Ford Motor Company (NYSE: F) received a price target increase from RBC Capital, which raised its target from $11 to $13 while maintaining a Sector Perform rating, as the automaker navigates a complex period that combines tariff-driven cost pressures with an active model refresh cycle across its core truck and commercial vehicle lineup.

The stock has been trading at the lower end of its 52-week range and reflects the broader difficulty facing domestic auto producers as the Iran war’s impact on energy costs compounds an already challenging demand environment for higher-priced vehicles. RBC’s move from $11 to $13 represents a 18% increase in the target price while the rating’s neutrality signals the analyst sees the upside as limited rather than exceptional at current levels.

Ford faces an estimated $1.5 billion in direct tariff costs for the calendar year, a figure the company has been managing through a combination of production scheduling adjustments, supplier negotiations and selective price increases where demand allows. The administration’s tariff framework continues to evolve, and Ford’s domestic manufacturing footprint in Michigan, Kentucky and Ohio gives it structural advantages relative to competitors who import a larger share of finished vehicles. The F-Series truck lineup, which remains the best-selling vehicle in the US market for the 45th consecutive year, provides a revenue base that is both highly profitable and relatively inelastic in terms of pricing power.

The commercial vehicle side of the business, particularly the Ford Transit and Pro van ranges, has continued to benefit from sustained business investment in last-mile delivery infrastructure. Electrification in that segment, through the E-Transit, has gained modest but measurable traction, particularly among operators managing urban delivery fleets subject to low-emission zone requirements in major cities. Revenue from this commercial segment carries higher average selling prices and better margins than the consumer car business, and its performance has been one of the more consistent positive contributors to Ford’s results over the past two fiscal years.
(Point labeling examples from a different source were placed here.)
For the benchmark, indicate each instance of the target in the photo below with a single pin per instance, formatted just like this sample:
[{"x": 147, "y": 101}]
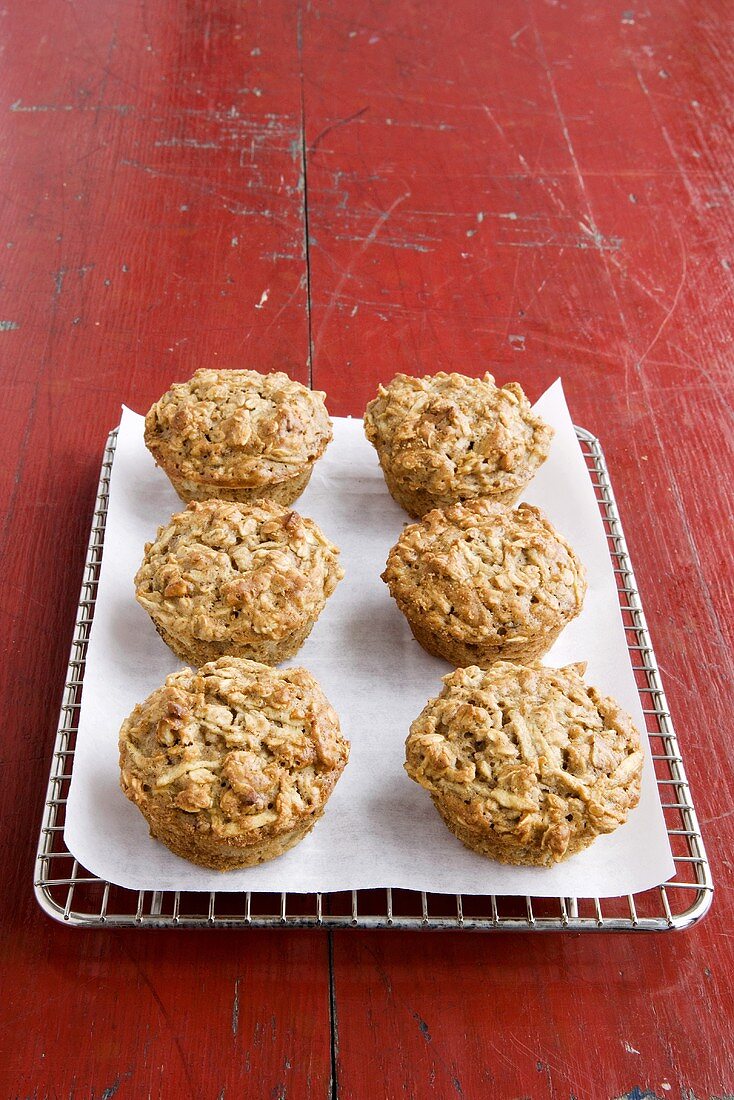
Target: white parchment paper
[{"x": 380, "y": 828}]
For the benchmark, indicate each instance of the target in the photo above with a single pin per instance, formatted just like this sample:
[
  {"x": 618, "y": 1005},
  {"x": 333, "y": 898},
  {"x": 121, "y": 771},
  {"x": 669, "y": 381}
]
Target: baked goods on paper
[
  {"x": 479, "y": 582},
  {"x": 446, "y": 438},
  {"x": 238, "y": 436},
  {"x": 247, "y": 580},
  {"x": 376, "y": 678},
  {"x": 232, "y": 765},
  {"x": 525, "y": 763}
]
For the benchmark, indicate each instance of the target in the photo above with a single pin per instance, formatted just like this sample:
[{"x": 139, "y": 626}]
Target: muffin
[
  {"x": 240, "y": 580},
  {"x": 526, "y": 765},
  {"x": 238, "y": 436},
  {"x": 479, "y": 582},
  {"x": 232, "y": 765},
  {"x": 448, "y": 438}
]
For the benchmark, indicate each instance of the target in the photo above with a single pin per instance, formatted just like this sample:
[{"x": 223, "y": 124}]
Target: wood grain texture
[
  {"x": 541, "y": 189},
  {"x": 152, "y": 204},
  {"x": 534, "y": 187}
]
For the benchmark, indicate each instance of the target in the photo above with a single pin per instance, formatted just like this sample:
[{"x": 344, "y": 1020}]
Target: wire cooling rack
[{"x": 69, "y": 893}]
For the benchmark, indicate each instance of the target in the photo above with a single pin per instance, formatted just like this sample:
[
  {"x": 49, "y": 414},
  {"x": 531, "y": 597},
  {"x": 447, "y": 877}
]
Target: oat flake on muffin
[
  {"x": 446, "y": 438},
  {"x": 479, "y": 582},
  {"x": 247, "y": 580},
  {"x": 526, "y": 765},
  {"x": 238, "y": 436},
  {"x": 232, "y": 765}
]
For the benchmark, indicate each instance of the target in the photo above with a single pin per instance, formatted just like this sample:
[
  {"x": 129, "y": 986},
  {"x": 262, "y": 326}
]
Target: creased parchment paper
[{"x": 380, "y": 828}]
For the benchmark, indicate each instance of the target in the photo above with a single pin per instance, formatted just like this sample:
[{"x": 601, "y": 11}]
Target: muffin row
[
  {"x": 477, "y": 582},
  {"x": 232, "y": 765}
]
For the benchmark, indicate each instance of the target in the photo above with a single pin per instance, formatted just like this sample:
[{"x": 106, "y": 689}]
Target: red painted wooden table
[{"x": 342, "y": 190}]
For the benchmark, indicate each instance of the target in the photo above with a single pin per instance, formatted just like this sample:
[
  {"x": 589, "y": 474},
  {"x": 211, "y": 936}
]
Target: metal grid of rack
[{"x": 72, "y": 894}]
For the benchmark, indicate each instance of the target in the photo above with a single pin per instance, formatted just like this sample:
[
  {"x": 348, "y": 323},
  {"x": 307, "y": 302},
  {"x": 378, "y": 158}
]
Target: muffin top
[
  {"x": 485, "y": 574},
  {"x": 243, "y": 746},
  {"x": 237, "y": 571},
  {"x": 237, "y": 428},
  {"x": 457, "y": 437},
  {"x": 528, "y": 754}
]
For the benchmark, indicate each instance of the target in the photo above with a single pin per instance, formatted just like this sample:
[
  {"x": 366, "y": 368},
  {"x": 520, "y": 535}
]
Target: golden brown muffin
[
  {"x": 232, "y": 765},
  {"x": 479, "y": 582},
  {"x": 244, "y": 580},
  {"x": 238, "y": 436},
  {"x": 526, "y": 765},
  {"x": 447, "y": 438}
]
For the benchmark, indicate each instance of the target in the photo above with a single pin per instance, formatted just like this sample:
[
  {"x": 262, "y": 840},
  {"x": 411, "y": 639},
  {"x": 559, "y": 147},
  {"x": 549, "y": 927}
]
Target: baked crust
[
  {"x": 526, "y": 765},
  {"x": 238, "y": 436},
  {"x": 247, "y": 580},
  {"x": 446, "y": 438},
  {"x": 232, "y": 765},
  {"x": 479, "y": 582}
]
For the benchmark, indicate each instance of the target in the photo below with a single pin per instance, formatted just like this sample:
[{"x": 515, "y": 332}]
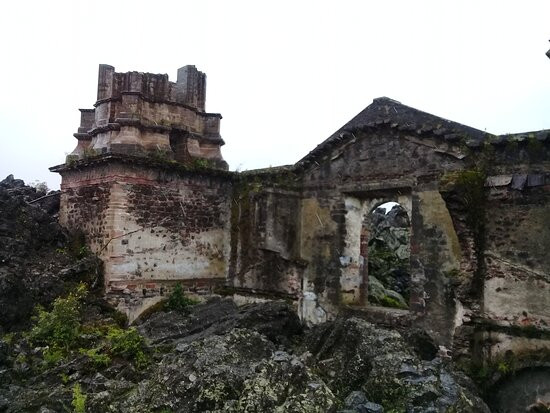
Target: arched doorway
[{"x": 385, "y": 252}]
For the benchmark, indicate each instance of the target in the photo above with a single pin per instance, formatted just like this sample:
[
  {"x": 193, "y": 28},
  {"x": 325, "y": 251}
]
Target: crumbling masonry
[{"x": 149, "y": 188}]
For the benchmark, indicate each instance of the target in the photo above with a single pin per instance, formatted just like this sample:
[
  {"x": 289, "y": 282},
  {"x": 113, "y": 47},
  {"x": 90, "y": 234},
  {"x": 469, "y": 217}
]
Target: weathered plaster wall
[
  {"x": 379, "y": 165},
  {"x": 264, "y": 236},
  {"x": 152, "y": 227}
]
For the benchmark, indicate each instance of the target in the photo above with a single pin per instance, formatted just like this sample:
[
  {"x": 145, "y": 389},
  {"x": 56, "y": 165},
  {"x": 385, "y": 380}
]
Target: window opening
[{"x": 388, "y": 255}]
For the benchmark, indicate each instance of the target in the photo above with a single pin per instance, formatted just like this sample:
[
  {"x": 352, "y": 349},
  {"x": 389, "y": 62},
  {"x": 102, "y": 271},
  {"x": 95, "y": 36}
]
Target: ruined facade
[{"x": 148, "y": 187}]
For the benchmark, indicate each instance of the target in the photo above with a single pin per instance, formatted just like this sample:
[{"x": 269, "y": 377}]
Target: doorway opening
[{"x": 385, "y": 248}]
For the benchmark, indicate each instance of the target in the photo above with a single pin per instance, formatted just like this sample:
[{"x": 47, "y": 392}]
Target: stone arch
[
  {"x": 526, "y": 390},
  {"x": 385, "y": 249},
  {"x": 354, "y": 261}
]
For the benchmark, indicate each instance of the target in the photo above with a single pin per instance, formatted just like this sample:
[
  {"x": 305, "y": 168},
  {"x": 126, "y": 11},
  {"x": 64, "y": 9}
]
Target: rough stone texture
[
  {"x": 138, "y": 113},
  {"x": 299, "y": 232},
  {"x": 36, "y": 261},
  {"x": 354, "y": 354},
  {"x": 220, "y": 359}
]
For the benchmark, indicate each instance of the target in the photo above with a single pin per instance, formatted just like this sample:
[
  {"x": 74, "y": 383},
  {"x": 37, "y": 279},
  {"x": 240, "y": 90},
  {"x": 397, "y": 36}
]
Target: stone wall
[{"x": 152, "y": 225}]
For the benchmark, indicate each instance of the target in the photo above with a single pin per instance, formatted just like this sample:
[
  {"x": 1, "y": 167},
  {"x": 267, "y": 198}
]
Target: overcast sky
[{"x": 284, "y": 74}]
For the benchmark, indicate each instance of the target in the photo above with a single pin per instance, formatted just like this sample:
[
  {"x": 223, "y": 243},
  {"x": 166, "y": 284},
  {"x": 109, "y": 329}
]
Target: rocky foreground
[{"x": 77, "y": 354}]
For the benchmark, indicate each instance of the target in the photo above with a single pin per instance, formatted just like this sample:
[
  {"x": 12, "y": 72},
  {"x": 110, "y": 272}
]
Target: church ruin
[{"x": 149, "y": 188}]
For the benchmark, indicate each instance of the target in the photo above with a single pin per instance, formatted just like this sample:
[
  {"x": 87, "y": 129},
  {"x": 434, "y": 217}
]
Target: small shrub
[
  {"x": 128, "y": 344},
  {"x": 79, "y": 399},
  {"x": 40, "y": 186},
  {"x": 60, "y": 327},
  {"x": 178, "y": 301},
  {"x": 53, "y": 355},
  {"x": 64, "y": 378}
]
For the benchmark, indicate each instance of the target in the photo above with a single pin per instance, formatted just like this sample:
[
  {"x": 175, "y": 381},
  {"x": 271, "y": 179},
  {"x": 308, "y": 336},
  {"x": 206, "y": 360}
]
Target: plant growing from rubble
[
  {"x": 178, "y": 301},
  {"x": 59, "y": 328},
  {"x": 79, "y": 399}
]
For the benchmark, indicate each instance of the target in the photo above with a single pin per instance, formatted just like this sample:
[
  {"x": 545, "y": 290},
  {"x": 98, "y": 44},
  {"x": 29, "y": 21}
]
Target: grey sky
[{"x": 283, "y": 74}]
Credit conditions remain a meaningful headwind. The rise in borrowing costs following the Iran war’s inflationary impact has increased the monthly payment burden on vehicle financing, which in practice raises the effective price of purchasing any vehicle that relies on customer credit rather than outright purchase. Ford Credit, the company’s captive finance arm, reported tighter spreads in the most recent quarter as it managed credit quality against a consumer whose disposable income is being squeezed by higher fuel and utility costs. That pressure on credit performance is one of the key risks that keeps the RBC rating at neutral rather than moving to an outperform.

The model refresh cycle is nevertheless a genuine potential catalyst for the second half of 2026 and into 2027. Ford is in active preparation for a next-generation F-150 and has been previewing updated Bronco and Ranger variants that are expected to launch before the calendar year ends. Historically, model-year transitions generate meaningful pent-up demand from consumers who deferred purchases while waiting for the new version. If market conditions stabilise and mortgage rate pressure eases, even partially, the combination of new model launches and released demand could provide a meaningful tailwind in the quarters ahead. RBC’s target increase from $11 to $13 reflects that potential without yet committing to it as the base case.